Hate Speech By Politicians Rose 1130% Under Modi With BJP Accounting for 80% Of Hateful Rhetoric  - IAMC

Hate Speech By Politicians Rose 1130% Under Modi With BJP Accounting for 80% Of Hateful Rhetoric 

Hate speech by high-ranking politicians has skyrocketed by a staggering 1130% since Prime Minister Narendra Modi won office in 2014, according to a hate speech tracker run by NDTV, an independent Indian news organization. This alarming phenomenon is a “hate speech pandemic” led by some of the most powerful elected officials in India, it has said.

 

The tracker shows that in the five years before Modi’s regime (2009-2014), there were 19 instances of “VIP” hate speech, an average of 0.3 instances a month. Since 2014 to date, however, there have been 348 instances of public and hateful vitriol against vulnerable groups, an average of 3.7 instances a month.

Modi’s Bharatiya Janata Party (BJP) tops the list, with 297 instances of high-ranking hate, accounting for 80% of all VIP hate speech incidents.

Some of India’s most vitriolic Hindu supremacists are the BJP’s top officials. They include Keshav Prasad Maurya, the Deputy Chief Minister of Uttar Pradesh, who just days ago blatantly defended a call given by Hindu religious leaders to commit a genocide of two million Muslims.

Yogi Adityanath, UP’s Chief Minister, has openly encouraged Hindu extremists to destroy mosques and replace them with temples. Ashwani Upadhyay, another BJP politician, attended a hate speech gathering held last month and has organized hate rallies. 

NDTV’s research confirms alarming reports released by Amnesty International, Human Rights Watch, the State Department, the U.S. Commission on International Religious Freedom, and the Early Warning Project (co-headed by the U.S. Holocaust Memorial Museum), which all say Modi and the BJP have played a key role in radicalizing many Hindus through both open hate speech and silent complicity in violence against minorities. 

Court Slams Delay In Police Investigation In Hate Crime Of Muslim Man Beaten To Death In Delhi 

Justice has still not been served for Faizan, a 23-year-old Muslim man who was beaten to death by a Hindu extremist mob in the February 2020 sectarian violence in Delhi in which more than 50 people, a majority of them Muslims, were killed. On January 13, the Delhi High Court ordered the police to take immediate steps to speed up the investigation into Faizan’s murder and provide a detailed status report.

 

In a video of the incident, Faizan is seen being brutally beaten by the mob, which included a police officer. Faizan was also forced to sing India’s national anthem and chant “Vande Mataram,” which is a nationalist slogan meaning “Hail motherland” and has been adopted by Hindu extremists as a war cry, using it as a way to humiliate Muslims and force them to “prove”  loyalty to India. 

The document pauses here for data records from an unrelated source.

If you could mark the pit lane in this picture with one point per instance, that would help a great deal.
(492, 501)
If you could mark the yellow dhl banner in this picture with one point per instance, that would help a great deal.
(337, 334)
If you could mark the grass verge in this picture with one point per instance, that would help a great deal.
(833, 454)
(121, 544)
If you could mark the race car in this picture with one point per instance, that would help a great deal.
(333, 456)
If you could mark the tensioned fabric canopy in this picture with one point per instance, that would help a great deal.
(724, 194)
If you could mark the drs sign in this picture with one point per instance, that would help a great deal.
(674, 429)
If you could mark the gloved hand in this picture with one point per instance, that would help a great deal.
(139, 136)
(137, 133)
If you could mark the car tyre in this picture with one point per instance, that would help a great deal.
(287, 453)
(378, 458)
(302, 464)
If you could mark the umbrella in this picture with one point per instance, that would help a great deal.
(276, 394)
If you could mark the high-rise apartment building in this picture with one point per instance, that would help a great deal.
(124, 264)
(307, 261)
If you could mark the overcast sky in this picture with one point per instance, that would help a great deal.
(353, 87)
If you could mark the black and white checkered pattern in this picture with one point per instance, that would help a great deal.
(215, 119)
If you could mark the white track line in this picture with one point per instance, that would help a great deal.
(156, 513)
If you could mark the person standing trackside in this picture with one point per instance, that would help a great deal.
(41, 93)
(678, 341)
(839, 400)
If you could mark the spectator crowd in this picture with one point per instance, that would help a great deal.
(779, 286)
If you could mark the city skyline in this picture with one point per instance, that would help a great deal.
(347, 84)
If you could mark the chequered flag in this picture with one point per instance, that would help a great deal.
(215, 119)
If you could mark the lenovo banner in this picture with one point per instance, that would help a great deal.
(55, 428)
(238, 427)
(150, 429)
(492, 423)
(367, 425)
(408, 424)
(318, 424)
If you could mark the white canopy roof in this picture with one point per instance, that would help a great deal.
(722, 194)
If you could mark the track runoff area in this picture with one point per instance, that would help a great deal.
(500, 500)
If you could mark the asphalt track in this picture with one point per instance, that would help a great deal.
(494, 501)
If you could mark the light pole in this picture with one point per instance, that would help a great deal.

Instead of arresting his assaulters, the police detained Faizan. He died of his injuries shortly. His mother has accused the police of denying her son critical healthcare that might have saved his life.   

Despite a policeman’s involvement in the murder, the Delhi police have only done minimal investigation. Justice Mukta Gupta asked why the police had not traced the video of the murder: “It has been two years, you have been able to just identify some person?” 

There have been multiple reports, including by Human Rights Watch and Amnesty International, that the BJP incited the February 2020 violence and the police were complicit in several attacks and murders. 

Families Forcibly Evicted, Homes Demolished In Muslim-Majority Area In Jammu & Kashmir

Several families were forcibly evicted and had their homes demolished in a Muslim-majority area of Indian-administered Jammu, in what locals call a blatantly targeted eviction drive against Muslims. The Jammu Development Authority (JDU), which has been accused several times of selective anti-Muslim bias, claimed it was removing “illegal encroachments,” despite the fact that families have been in possession of the land from before Indian independence in 1947.

 

“All of a sudden, they (JDU officials) started demolishing our houses. We were helpless and pleaded with them, but they did not listen and flattened them,” said 70-year-old Saif Ali.

“How can I protect my child from the biting cold? Where will we go? They have demolished our house and ransacked our goods and belongings,” said Nasreena Akther, whose child is only two months old.   

Residents of Jammu & Kashmir have responded with outrage, saying that the eviction drive was specifically anti-Muslim. The Muslim-majority region, which had its semi-autonomy revoked by the Modi government in late 2019, has suffered from gross human rights abuses at the hands of the Indian government and military, including wanton incarceration, crackdowns on free speech, and the detention of children.